For Alan Simpson in Nottingham, read Clare Short in Birmingham.
The appearance of the Labour MP for Ladywood at Aston University last week encapsulated all that is admirable about her – her visible passion for what she believes in, her opposition to narrow-minded and short-term thinking in politics and perhaps most of all her refreshing honesty. She branded Prime Minister’s Question Time "contemptible" and "a stupid circus", and referred to the invasion of Iraq as a "spectacularly awful" decision.
It’s this obstinate refusal to pussyfoot around and pull punches that endears her to those sick of spin and glib sloganeering. Unlike many of her colleagues in Parliament, she readily accepts that much of the blame for the currently widespread epidemic of public apathy with politics lies squarely at their door.

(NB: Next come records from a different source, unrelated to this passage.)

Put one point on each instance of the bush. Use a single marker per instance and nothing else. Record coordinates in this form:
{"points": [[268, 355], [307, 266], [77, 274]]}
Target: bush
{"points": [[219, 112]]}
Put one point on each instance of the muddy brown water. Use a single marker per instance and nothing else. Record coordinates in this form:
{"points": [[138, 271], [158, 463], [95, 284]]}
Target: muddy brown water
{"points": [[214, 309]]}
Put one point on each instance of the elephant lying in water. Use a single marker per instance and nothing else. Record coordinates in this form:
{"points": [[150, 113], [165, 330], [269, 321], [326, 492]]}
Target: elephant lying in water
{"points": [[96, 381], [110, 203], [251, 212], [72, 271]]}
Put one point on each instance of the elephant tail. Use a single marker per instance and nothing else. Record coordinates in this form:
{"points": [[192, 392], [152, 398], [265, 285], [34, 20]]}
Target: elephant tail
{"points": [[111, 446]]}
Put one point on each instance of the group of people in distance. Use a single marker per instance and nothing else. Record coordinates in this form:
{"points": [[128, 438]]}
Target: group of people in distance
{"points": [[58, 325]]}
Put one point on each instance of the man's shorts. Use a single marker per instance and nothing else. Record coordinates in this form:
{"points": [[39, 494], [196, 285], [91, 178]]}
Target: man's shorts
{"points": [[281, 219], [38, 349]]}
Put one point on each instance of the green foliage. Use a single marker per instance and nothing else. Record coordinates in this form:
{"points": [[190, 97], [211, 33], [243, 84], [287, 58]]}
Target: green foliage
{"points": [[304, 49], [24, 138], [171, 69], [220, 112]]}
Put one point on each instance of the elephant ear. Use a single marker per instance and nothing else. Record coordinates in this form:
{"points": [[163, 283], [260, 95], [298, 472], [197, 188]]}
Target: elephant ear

In the course of Thursday’s talk she discussed her former role as Secretary of State for International Development, the way in which her department was created and then kept in a state of near powerlessness, and the sheer enormity of the challenges that face the world, for which a truly global strategy is needed. Blair’s deception over Iraq, the dangerous unpredictability of the current American administration and the role of the UN were all on her agenda.
Perhaps most compellingly, she took the opportunity of reminding us on Holocaust Memorial Day that genocide has not been consigned to the past; on the contrary, it is very much a spectre that still haunts the present. Even after the horrors of Auschwitz and the other Nazi concentration camps, valuable lessons still remain to be learned.
She may have incurred the wrath of some constituents for the delay in offering her resignation over the Iraq affair, but she openly and vehemently criticises Blair’s leadership and decision-making – she agreed with one questioner that our dear leader and his buddy Bush should be tried for war crimes – and very often refuses to endorse the official party line. Why, she was asked, does she (like Alan Simpson) still remain a member of the New Labour machine? Because, she said, she believes in the history of the party, and hopes that she can be one of those who helps return it to the rightful path from which it has strayed under Blair.
A futile hope? Perhaps. But we desperately need politicians who’ll stand up and speak out in plain terms for what they believe in, and who are prepared to put principles before their own self-serving ends.